Editorial: Neuromodulation in basic, translational and clinical research in psychiatry, volume II

  • 1USC Stevens Neuroimaging and Informatics Institute, Keck School of Medicine of USC, University of Southern California, Los Angeles, CA, United States
  • 2Department of Occupational Therapy, Graduate School of Rehabilitation Science, Osaka Metropolitan University, Habikino, Japan
  • 3Department of Psychiatry, Graduate School of Medicine, Osaka University, Suita, Japan
  • 4Department of Neuropsychiatry, Kansai Medical University, Osaka, Japan

The term “neuromodulation” is a wide-ranging concept that could be technically applied to any medical, surgical or physiological therapy designed to modulate the nervous system's function. In clinical neuroscience, however, the concept of neuromodulation is specifically used to refer to therapies that employ the targeted administration of an electric current or magnetic field. These techniques include electroconvulsive therapy (ECT), vagus nerve stimulation (VNS) and repetitive transcranial magnetic stimulation (rTMS). More recently, research has been conducted using transcranial direct current stimulation (tDCS), trigeminal nerve stimulation (TNS) and deep brain stimulation (DBS). In order to develop more promising therapies for psychiatric disorders, translational research bridging basic and clinical sciences should be pursued.
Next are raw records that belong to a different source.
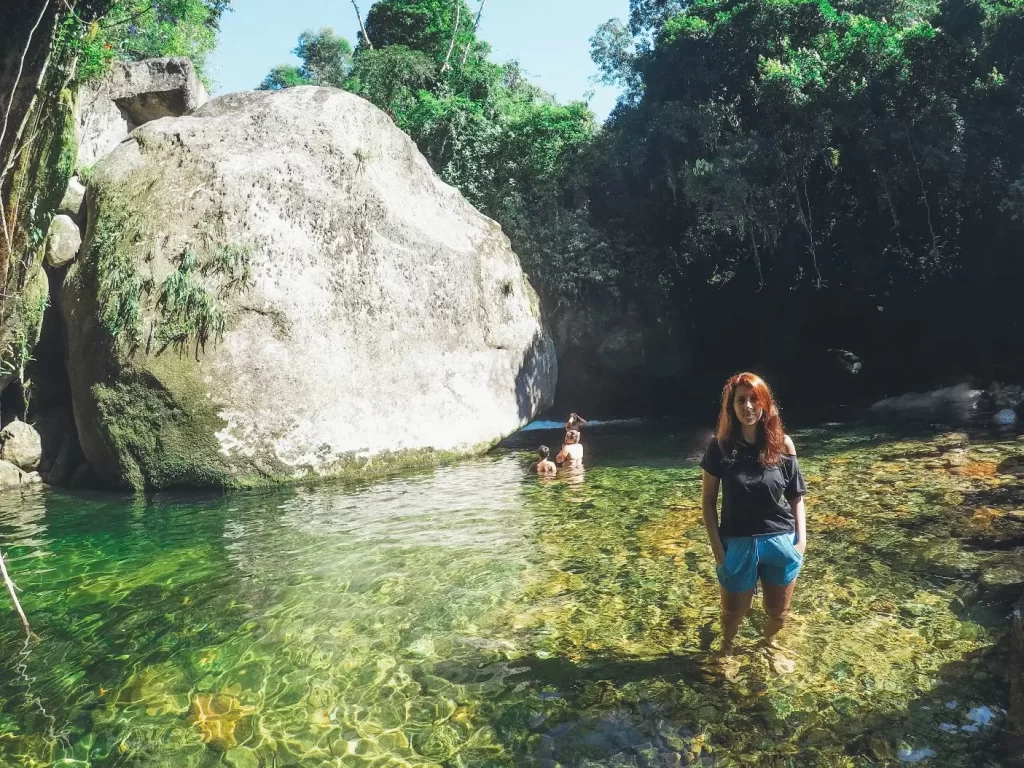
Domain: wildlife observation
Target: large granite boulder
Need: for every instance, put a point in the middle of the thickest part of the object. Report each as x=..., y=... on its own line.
x=280, y=287
x=62, y=241
x=133, y=93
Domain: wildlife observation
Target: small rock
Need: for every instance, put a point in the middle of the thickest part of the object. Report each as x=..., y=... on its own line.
x=71, y=204
x=9, y=474
x=1006, y=418
x=1013, y=465
x=20, y=445
x=62, y=242
x=982, y=715
x=907, y=755
x=242, y=757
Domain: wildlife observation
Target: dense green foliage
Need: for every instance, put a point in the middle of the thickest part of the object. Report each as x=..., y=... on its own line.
x=847, y=157
x=850, y=167
x=131, y=30
x=485, y=129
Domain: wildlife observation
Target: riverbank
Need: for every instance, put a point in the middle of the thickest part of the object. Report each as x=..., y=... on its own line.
x=475, y=613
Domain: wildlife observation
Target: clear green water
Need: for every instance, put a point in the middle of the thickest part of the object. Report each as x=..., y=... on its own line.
x=476, y=615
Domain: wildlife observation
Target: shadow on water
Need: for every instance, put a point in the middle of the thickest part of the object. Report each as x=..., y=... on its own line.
x=474, y=615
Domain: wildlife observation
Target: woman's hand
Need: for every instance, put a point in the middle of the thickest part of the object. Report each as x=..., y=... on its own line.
x=719, y=554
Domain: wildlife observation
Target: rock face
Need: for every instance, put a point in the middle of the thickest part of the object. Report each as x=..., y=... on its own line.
x=615, y=361
x=132, y=94
x=357, y=313
x=62, y=241
x=20, y=445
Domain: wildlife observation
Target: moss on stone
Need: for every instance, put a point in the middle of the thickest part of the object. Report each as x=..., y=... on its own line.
x=112, y=270
x=157, y=438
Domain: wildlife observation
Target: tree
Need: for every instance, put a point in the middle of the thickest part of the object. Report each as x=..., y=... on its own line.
x=327, y=60
x=133, y=30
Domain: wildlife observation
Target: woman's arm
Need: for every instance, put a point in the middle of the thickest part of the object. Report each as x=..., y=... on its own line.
x=801, y=516
x=709, y=506
x=797, y=505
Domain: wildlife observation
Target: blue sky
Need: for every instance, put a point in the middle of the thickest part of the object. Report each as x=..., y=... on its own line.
x=549, y=37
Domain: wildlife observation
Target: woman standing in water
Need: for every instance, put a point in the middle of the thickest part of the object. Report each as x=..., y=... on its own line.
x=762, y=534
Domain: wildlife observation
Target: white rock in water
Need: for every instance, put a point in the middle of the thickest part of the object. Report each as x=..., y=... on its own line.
x=960, y=399
x=382, y=322
x=1006, y=418
x=20, y=445
x=914, y=756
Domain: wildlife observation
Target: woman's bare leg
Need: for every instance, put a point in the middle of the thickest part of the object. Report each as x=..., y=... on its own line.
x=777, y=607
x=734, y=607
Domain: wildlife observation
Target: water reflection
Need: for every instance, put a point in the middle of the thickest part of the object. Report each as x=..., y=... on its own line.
x=479, y=615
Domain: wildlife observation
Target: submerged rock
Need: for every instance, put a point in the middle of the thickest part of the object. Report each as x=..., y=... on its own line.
x=279, y=287
x=1017, y=673
x=960, y=400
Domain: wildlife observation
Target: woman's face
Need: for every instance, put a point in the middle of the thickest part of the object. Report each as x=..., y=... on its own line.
x=744, y=402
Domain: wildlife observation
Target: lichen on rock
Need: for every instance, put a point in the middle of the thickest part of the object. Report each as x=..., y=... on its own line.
x=256, y=303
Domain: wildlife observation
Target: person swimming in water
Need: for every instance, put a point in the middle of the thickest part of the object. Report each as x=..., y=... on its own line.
x=571, y=453
x=545, y=466
x=576, y=422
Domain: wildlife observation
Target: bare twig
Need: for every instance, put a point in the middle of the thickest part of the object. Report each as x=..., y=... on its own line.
x=20, y=69
x=924, y=195
x=366, y=37
x=754, y=246
x=13, y=596
x=808, y=221
x=455, y=34
x=476, y=29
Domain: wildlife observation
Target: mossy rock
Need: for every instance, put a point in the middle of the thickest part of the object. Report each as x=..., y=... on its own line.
x=240, y=316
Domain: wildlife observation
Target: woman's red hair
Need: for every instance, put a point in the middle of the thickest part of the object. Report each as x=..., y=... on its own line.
x=771, y=436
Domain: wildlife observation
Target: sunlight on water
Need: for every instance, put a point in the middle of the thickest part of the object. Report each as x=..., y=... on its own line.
x=476, y=615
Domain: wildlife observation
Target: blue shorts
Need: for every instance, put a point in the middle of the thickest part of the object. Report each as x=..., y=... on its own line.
x=772, y=558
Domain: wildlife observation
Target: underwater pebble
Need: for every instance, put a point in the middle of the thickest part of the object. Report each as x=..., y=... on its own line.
x=1007, y=417
x=907, y=755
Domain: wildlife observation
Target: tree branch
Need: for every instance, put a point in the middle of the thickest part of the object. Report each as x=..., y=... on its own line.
x=455, y=34
x=476, y=29
x=13, y=596
x=366, y=37
x=20, y=69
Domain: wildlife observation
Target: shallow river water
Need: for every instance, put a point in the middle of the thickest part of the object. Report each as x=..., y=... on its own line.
x=477, y=615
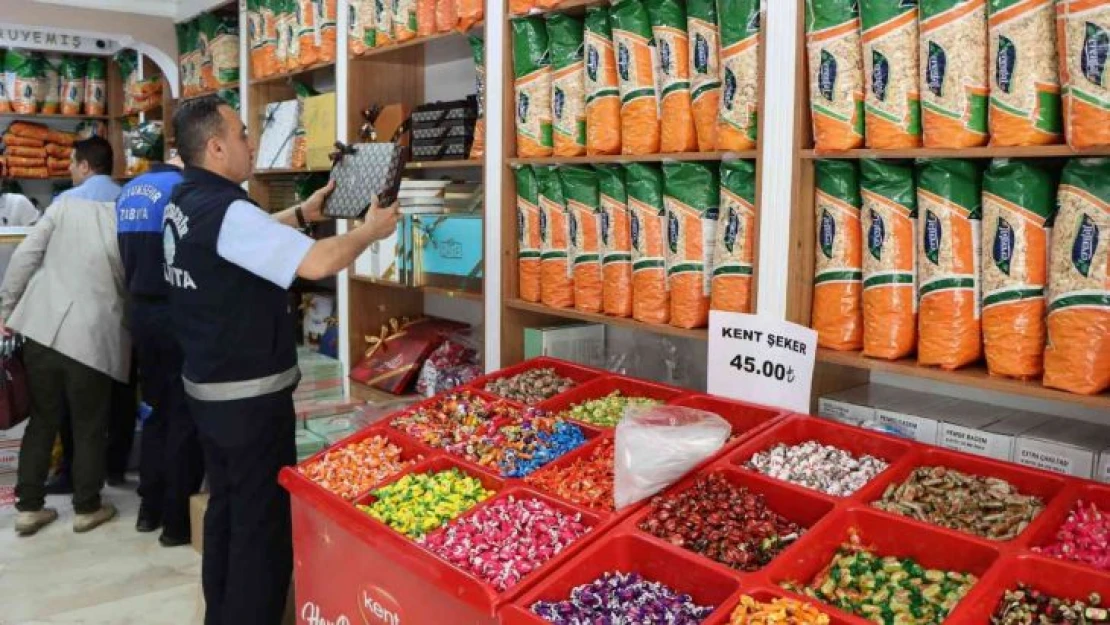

The aim of this Research Topic is to provide a forum for researchers interested in basic, translational and clinical research on neuromodulation in psychiatric disorders, to provide an inclusive perspective on neuromodulation, and to encourage discussion and collaboration across research areas. Four manuscripts (three original papers, one mini-review) have been accepted for this theme, all presenting significant new findings and research methods, such as the effect of inhalational anesthesia on ECT, a systematic review of epigenetic mechanisms associated with ECT, prediction of treatment response to rTMS in depression, and magnetoencephalography (MEG) analysis during automatic lexical processing of Japanese kanji compound words. The objective of each investigator is to elucidate the mechanisms underlying the pathogenesis of psychiatric disorders using basic research techniques and to apply the discoveries to the care of actual patients.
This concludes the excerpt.